Automated Skin Cancer Diagnosis and Localization Using Deep Reinforcement Learning

Abstract

Skin cancer is a significant and life-threatening medical condition caused by abnormal cell growth in the skin. Early detection and accurate diagnosis are critical for effective treatment and improved patient outcomes. However, manual diagnosis of skin cancer can be time-consuming and prone to inter-observer variability, necessitating the development of automated and objective diagnostic approaches. This research purports to diagnose and localize skin cancer automatically utilizing a novel Deep Reinforcement Learning technique. The proposed approach leverages a modified version of the Asynchronous Advantage Actor Critic (A3C) algorithm, comprising multiple independent agents represented as Convolutional Neural Networks (CNNs). These agents interact with the environment (skin images) and perform segmentation actions based on policies that maximize expected rewards, promoting accurate segmentation and penalizing false negatives as well as false positives. The research employs three diverse skin cancer datasets, namely PH2, ISIC 2018, and ISIC 2017 in order to assess the proposed approach’s efficiency.

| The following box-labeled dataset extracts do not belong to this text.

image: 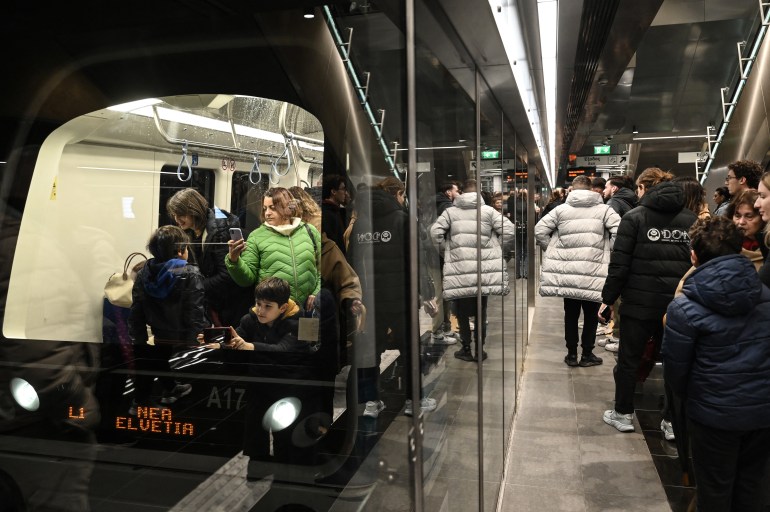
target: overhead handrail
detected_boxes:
[176,141,192,181]
[249,153,262,185]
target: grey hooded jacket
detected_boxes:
[430,192,515,300]
[535,190,620,302]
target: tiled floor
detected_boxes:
[501,297,691,512]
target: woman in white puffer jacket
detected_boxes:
[535,176,620,366]
[431,186,515,361]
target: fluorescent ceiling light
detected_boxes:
[108,104,323,153]
[107,98,163,112]
[537,0,559,180]
[489,0,556,186]
[633,135,706,141]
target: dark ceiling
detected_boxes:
[557,0,759,181]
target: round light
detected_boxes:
[11,377,40,412]
[262,396,302,432]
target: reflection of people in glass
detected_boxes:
[431,182,514,361]
[166,188,252,326]
[212,277,331,479]
[225,187,321,311]
[129,226,207,414]
[348,177,409,417]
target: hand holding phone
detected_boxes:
[203,327,231,345]
[230,228,243,242]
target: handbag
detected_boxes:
[104,252,147,308]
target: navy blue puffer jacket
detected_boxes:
[661,254,770,430]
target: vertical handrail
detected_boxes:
[323,5,399,177]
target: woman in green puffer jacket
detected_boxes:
[225,187,321,311]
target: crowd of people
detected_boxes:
[121,161,770,510]
[535,160,770,511]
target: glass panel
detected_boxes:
[476,77,508,511]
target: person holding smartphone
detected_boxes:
[166,188,253,326]
[222,187,321,311]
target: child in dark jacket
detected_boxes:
[661,216,770,512]
[128,226,206,414]
[220,277,326,479]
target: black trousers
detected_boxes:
[684,418,770,512]
[564,297,601,354]
[613,313,663,414]
[455,295,489,350]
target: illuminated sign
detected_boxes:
[115,406,195,436]
[567,167,596,180]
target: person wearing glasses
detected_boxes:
[725,160,762,196]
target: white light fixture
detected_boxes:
[10,377,40,412]
[489,0,558,186]
[262,396,302,432]
[537,0,559,184]
[108,103,323,152]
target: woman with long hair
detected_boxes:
[225,187,321,311]
[725,189,768,271]
[166,188,254,326]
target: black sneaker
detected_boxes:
[580,354,602,367]
[455,347,475,361]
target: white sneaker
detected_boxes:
[596,324,612,336]
[603,409,634,432]
[404,397,438,416]
[660,420,676,441]
[364,400,385,418]
[430,332,457,345]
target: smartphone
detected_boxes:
[230,228,243,241]
[599,306,612,325]
[203,327,231,345]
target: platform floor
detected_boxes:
[500,297,693,512]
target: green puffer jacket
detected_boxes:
[225,217,321,308]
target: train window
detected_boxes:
[230,171,269,236]
[158,165,214,226]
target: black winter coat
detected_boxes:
[661,254,770,431]
[191,207,254,326]
[602,182,697,321]
[348,189,409,332]
[607,187,639,218]
[128,258,207,345]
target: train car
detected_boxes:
[0,4,408,510]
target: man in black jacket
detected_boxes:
[602,167,696,432]
[604,176,639,218]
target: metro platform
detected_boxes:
[500,296,695,512]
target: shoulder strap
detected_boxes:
[303,222,321,267]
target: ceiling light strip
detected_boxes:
[489,0,556,187]
[700,4,770,185]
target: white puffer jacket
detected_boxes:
[535,190,620,302]
[430,192,515,300]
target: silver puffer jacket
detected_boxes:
[535,190,620,302]
[430,192,515,300]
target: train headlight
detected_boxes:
[262,396,302,432]
[11,377,40,412]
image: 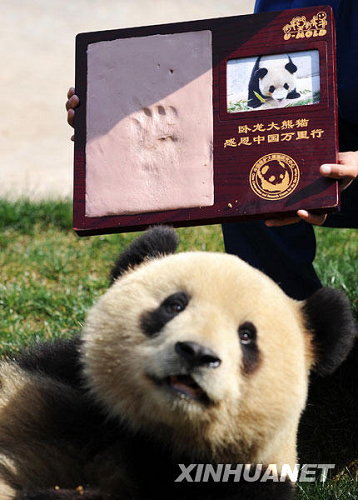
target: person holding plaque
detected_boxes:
[66,0,358,300]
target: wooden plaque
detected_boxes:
[74,6,339,235]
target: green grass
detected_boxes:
[0,200,223,354]
[0,200,358,500]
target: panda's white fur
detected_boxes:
[0,228,353,500]
[248,54,300,108]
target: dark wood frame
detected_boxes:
[73,6,339,235]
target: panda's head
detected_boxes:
[256,54,297,101]
[82,227,353,463]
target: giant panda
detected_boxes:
[0,226,354,500]
[247,54,301,108]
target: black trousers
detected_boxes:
[223,118,358,300]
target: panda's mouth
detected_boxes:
[151,375,211,404]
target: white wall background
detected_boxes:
[0,0,254,198]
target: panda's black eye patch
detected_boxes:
[140,292,190,337]
[239,321,256,346]
[238,321,260,373]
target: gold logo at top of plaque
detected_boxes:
[249,153,300,200]
[282,11,328,40]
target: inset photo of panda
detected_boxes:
[227,50,320,113]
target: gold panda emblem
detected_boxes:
[249,153,300,200]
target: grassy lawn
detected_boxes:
[0,200,358,500]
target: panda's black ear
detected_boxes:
[255,68,268,80]
[285,56,297,75]
[110,226,179,283]
[302,288,355,376]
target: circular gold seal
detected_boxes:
[249,153,300,200]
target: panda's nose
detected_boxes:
[175,342,221,368]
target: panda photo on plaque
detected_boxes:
[74,6,339,234]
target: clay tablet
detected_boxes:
[86,30,214,217]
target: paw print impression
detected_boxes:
[131,104,183,167]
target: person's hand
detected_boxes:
[265,151,358,227]
[66,87,80,141]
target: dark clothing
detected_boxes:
[223,0,358,300]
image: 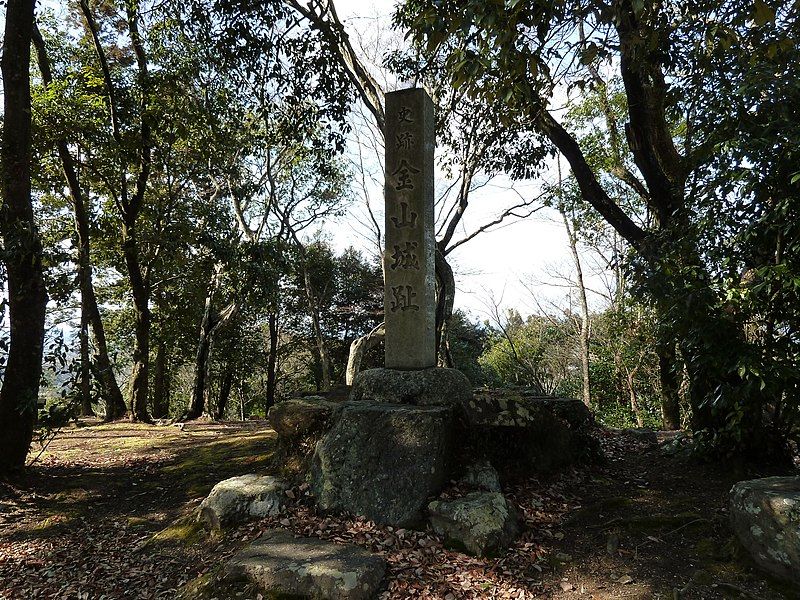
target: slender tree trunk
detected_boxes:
[122,222,152,423]
[264,313,278,414]
[217,367,233,420]
[188,264,239,419]
[79,297,94,417]
[656,336,681,430]
[625,370,644,427]
[434,245,456,367]
[303,264,331,392]
[0,0,47,473]
[561,212,592,406]
[33,24,126,420]
[345,323,386,385]
[153,341,170,419]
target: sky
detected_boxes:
[324,0,602,320]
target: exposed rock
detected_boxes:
[460,459,500,492]
[428,492,519,556]
[268,396,338,439]
[225,529,386,600]
[325,383,352,402]
[730,477,800,585]
[466,390,601,477]
[350,367,472,406]
[197,473,286,529]
[311,402,454,525]
[466,389,592,429]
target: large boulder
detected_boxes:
[197,473,287,529]
[730,477,800,585]
[268,396,338,439]
[311,402,455,526]
[459,459,501,492]
[225,529,386,600]
[428,492,519,556]
[350,367,472,406]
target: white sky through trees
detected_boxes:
[331,0,603,320]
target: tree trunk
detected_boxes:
[656,336,681,431]
[303,264,331,392]
[153,341,170,419]
[264,313,278,415]
[33,24,126,420]
[78,297,94,417]
[345,323,386,385]
[122,222,152,423]
[0,0,47,473]
[217,367,233,421]
[183,264,239,419]
[561,212,592,407]
[434,245,456,367]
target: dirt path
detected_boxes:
[0,422,800,600]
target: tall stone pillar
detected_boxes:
[383,88,436,370]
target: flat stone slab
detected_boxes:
[350,367,472,406]
[197,473,287,529]
[730,477,800,585]
[428,492,519,556]
[311,402,455,526]
[268,396,338,439]
[225,529,386,600]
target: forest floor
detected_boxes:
[0,421,800,600]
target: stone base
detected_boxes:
[428,492,519,556]
[730,477,800,585]
[225,529,386,600]
[197,473,287,529]
[350,367,472,406]
[311,402,455,526]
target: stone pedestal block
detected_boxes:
[311,402,455,526]
[428,492,519,556]
[197,473,287,529]
[350,367,472,407]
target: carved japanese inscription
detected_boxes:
[384,89,436,369]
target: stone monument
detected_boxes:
[383,89,436,370]
[311,89,472,525]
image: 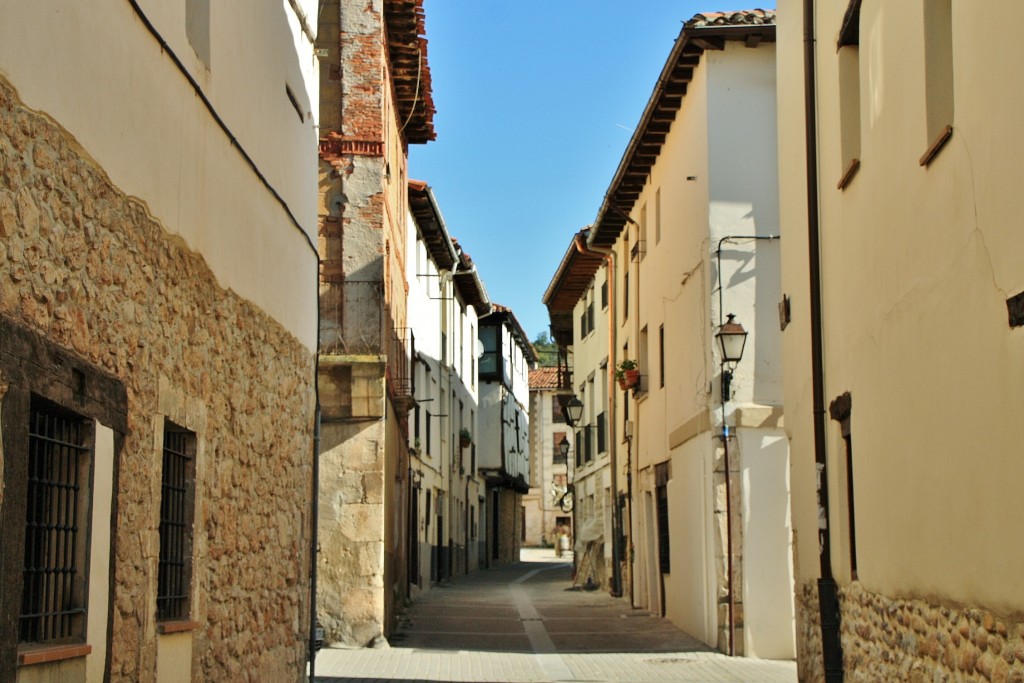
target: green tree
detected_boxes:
[534,332,558,368]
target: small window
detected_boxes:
[285,83,306,123]
[551,395,565,423]
[623,272,630,321]
[654,484,672,573]
[920,0,953,166]
[18,397,92,643]
[157,422,196,621]
[551,432,568,465]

Quantitative evaluation metrics, including Precision, Specificity, Accuracy, Jaccard Index (IoU), Sensitivity, Dice coefficient, and F1-score are used to assess segmentation accuracy. The proposed method is compared with advanced deep-learning algorithms commonly used for skin cancer segmentation. The results demonstrate the superiority of the proposed approach in accurately localizing cancerous regions under various challenging conditions, such as hair presence, image blurriness, and the presence of other objects or obstacles. The proposed approach outperforms existing methods in terms of segmentation accuracy (98.8%) in diverse skin image sources.